Real Estate


How banks cheat you on your mortgage


Posted By on Oct 6, 2017

Though it’s a shame to say so, not all lenders are honest. While we might hope that those we deal with in business or with private loans are upright and eager to follow the rules, that isn’t always the case. That lack of honesty can mean a lot of bad things can happen to your finances if you aren’t careful. Even worse, you could lose not just some money or your credit score, you could lose your home.

It’s important to be aware of the ways lenders can take advantage of homeowners. With the help of the Gagnon, Peacock and Vereeke site, here is a list of potentially illegal practices a lender may try to pull on you.

  1. A failure to provide proper notice

Keep track of every notice you receive, because if there has not been enough given, you may be entitled to sue and keep your home. It’s required that banks give notice of missed payments and notify you when your home may be foreclosed upon. If they failed to do that, you have a case.

  1. Lender bad faith

Did your lender refuse to let you pay? No matter the reasoning behind this, if you made a good faith effort to make a payment and your mortgage company refused to take it, you once again have a case that any foreclosure is not due to your own fault. Missed payments would be on the bank.

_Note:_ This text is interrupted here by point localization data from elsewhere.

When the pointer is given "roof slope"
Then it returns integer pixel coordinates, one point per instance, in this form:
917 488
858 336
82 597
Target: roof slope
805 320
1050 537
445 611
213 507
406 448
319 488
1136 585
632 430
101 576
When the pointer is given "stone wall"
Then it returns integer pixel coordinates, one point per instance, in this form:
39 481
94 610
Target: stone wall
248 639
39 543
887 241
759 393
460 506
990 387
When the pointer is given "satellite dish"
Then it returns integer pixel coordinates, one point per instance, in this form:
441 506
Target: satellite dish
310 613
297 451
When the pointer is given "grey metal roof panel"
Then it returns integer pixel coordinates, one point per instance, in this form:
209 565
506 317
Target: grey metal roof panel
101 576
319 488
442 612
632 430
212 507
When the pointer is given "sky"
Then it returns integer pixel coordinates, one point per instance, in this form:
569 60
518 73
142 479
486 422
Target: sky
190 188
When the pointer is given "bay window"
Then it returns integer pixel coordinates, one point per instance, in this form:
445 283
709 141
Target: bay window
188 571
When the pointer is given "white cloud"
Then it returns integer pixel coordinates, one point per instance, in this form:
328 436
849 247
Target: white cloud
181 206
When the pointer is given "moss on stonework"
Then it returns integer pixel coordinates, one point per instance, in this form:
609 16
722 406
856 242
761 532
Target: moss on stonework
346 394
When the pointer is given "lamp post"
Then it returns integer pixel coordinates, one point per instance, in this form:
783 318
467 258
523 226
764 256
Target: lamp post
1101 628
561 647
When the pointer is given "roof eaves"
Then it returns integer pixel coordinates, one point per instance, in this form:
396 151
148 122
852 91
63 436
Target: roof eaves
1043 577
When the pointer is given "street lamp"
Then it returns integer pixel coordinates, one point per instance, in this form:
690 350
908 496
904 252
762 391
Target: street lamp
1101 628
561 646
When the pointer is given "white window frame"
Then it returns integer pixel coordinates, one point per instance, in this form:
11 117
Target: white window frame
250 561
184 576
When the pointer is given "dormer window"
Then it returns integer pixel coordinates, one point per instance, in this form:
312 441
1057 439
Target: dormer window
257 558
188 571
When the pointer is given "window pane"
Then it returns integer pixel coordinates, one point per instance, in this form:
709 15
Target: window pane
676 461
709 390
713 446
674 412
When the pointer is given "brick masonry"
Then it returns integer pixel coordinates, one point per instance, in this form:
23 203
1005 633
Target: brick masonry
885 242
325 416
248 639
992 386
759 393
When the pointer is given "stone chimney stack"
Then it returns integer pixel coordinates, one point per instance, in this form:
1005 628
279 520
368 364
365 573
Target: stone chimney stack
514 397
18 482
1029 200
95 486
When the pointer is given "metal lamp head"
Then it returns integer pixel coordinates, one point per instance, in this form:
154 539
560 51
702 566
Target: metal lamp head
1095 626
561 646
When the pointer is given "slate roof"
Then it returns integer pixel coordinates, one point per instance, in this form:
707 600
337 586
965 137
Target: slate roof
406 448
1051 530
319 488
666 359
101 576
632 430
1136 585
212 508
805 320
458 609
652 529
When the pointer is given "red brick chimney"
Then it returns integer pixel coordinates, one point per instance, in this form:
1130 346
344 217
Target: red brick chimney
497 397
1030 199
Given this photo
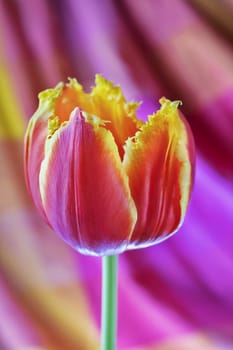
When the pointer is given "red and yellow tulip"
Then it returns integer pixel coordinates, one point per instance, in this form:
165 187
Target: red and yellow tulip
104 180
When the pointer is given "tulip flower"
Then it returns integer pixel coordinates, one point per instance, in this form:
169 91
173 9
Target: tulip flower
104 180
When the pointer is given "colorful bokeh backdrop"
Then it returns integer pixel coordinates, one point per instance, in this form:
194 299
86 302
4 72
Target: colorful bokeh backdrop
174 296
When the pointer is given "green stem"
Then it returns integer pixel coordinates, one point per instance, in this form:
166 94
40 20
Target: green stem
109 302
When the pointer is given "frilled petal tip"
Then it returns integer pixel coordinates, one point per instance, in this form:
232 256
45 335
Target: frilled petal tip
159 162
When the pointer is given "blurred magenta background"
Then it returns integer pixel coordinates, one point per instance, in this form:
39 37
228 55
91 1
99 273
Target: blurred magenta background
173 296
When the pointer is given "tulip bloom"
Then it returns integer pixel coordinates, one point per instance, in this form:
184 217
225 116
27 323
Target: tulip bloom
104 180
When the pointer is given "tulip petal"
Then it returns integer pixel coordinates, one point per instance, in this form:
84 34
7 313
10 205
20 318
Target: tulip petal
84 189
36 134
158 164
105 101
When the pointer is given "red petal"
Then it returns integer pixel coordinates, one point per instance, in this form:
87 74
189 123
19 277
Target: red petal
85 190
159 163
33 155
34 143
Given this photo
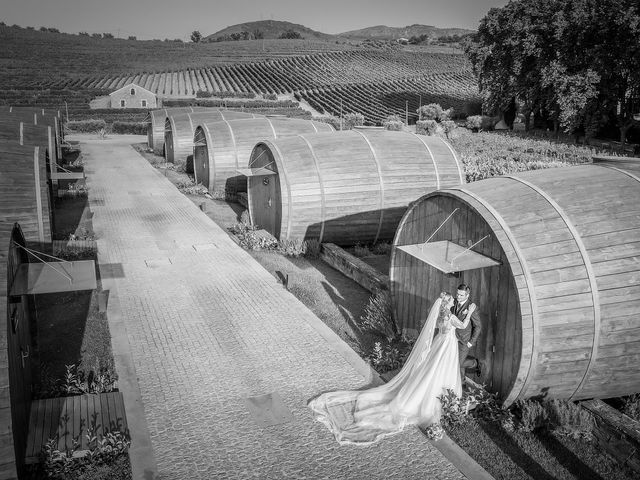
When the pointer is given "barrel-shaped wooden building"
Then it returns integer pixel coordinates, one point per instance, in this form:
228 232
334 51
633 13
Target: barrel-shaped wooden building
553 261
345 187
179 129
157 120
220 148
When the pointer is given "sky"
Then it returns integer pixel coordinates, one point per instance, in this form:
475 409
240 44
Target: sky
148 19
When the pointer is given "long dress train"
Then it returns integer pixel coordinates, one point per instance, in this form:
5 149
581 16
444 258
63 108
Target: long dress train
411 397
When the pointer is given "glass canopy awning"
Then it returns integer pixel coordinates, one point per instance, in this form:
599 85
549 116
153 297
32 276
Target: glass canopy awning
53 277
448 257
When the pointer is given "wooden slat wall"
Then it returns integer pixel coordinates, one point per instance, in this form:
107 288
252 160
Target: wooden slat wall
569 241
353 186
18 196
15 400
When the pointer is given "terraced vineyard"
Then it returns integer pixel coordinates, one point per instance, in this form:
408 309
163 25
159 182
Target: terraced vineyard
330 78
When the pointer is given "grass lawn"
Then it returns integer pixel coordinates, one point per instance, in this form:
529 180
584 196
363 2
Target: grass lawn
536 456
71 329
339 302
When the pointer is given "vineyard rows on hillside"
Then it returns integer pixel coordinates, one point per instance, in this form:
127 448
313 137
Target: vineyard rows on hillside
376 101
285 75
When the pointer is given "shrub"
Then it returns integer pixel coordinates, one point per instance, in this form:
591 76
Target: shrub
448 126
103 449
361 251
313 248
393 122
292 248
333 121
351 120
434 111
474 123
455 409
563 417
250 240
426 127
91 125
378 316
133 128
387 358
76 382
189 187
381 248
631 406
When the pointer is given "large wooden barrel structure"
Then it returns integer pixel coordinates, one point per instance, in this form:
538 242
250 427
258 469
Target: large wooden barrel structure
179 129
553 261
222 147
345 187
157 120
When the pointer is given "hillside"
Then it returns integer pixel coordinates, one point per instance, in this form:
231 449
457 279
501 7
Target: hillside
269 29
382 32
53 69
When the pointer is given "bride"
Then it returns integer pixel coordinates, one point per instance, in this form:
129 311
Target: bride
411 397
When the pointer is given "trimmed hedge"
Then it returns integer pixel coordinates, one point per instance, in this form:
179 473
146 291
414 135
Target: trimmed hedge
86 126
134 128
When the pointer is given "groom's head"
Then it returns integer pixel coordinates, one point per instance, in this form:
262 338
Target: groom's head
462 295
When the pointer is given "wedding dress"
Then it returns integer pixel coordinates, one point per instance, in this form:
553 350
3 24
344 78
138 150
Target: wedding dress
411 397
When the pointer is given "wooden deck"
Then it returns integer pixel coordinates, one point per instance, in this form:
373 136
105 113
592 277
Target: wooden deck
67 418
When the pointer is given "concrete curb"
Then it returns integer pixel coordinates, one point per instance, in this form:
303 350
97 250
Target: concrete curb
460 459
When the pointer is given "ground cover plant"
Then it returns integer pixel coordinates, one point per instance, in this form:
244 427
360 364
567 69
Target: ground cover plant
75 356
533 440
488 154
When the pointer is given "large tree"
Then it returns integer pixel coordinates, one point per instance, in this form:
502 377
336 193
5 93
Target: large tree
573 61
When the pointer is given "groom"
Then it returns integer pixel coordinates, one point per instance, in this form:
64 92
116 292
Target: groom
466 336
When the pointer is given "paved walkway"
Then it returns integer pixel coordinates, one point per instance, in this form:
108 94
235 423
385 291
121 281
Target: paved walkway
198 326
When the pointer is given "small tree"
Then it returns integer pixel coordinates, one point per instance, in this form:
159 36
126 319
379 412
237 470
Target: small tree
196 36
434 111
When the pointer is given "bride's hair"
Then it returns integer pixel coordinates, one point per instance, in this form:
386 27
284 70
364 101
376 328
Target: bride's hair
446 297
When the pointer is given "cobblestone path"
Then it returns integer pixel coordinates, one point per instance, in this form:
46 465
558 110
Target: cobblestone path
206 327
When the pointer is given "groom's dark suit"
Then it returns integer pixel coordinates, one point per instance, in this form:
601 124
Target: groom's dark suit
466 335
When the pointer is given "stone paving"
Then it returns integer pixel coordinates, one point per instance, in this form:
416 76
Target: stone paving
204 326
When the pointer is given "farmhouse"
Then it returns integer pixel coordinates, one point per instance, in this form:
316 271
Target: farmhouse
133 96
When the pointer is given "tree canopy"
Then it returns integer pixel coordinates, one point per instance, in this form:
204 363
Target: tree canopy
575 63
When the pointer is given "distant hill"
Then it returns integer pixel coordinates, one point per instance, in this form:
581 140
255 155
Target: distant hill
269 29
382 32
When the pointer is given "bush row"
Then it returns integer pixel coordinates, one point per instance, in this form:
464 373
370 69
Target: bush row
230 103
98 124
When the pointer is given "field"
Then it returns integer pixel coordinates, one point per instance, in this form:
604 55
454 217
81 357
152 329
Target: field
68 71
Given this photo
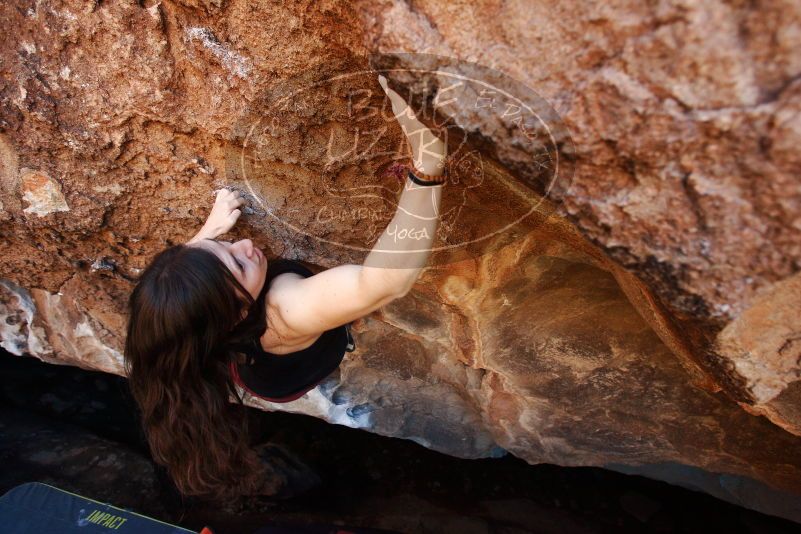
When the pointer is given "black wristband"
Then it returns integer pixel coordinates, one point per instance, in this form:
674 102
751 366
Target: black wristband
418 181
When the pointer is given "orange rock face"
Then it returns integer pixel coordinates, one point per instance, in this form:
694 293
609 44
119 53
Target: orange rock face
644 313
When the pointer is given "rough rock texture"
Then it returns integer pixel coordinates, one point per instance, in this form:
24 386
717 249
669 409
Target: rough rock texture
645 314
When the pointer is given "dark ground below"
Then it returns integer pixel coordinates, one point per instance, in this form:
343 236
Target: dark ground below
77 430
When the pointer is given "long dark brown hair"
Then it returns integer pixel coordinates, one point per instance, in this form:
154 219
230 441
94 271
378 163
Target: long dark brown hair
183 316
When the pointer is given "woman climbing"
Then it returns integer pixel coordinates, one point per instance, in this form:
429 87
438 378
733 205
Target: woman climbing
208 315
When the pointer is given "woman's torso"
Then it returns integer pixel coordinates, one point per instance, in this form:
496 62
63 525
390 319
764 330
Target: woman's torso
279 339
292 365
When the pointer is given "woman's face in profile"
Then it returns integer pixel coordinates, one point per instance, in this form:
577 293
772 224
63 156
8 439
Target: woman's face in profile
246 262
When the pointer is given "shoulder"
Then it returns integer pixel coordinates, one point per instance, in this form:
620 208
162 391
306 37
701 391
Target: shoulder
279 335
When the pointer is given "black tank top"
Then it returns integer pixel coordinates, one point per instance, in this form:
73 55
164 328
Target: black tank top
286 377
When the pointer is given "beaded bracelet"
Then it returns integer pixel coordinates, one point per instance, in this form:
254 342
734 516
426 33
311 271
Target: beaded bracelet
428 179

  1. Overcharging for late payments

It’s a common practice for late payments to come with a fee. However, if your bank was overcharging for these late payments, and that led to a greater increase in your debt which resulted in a foreclosure, you shouldn’t be held responsible for it. This shameful activity should be stopped immediately. It’s another good reason to hold on to any statements you receive and to watch your bank balance to make sure there are no extra fees being taken out.

  1. Predatory Lending

This term became national news during the Great Recession, but unfortunately, such practices continue today. Predatory lending means a bank offers extremely unfair terms for a loan and it doesn’t explain those terms upfront. If you signed up for a loan and only found out later that the interest rates were far higher, the fees much greater, and those facts made the loan impossible to pay back, then you should be looking at contacting a lawyer.

While I wouldn’t wish any of these things to happen to anyone, it’s important to be aware of the practices upfront so you can better protect yourself. Forewarned is forearmed, as they say, and knowing that any of these are possible will give you the chance to keep an eye on your bank.

Always remember, a bank is a business, and businesses want to make money. While many bankers are upstanding people, none of them are your friends, and some of them are as unethical as people in any other profession. Keep your eyes open and don’t take anything at face value.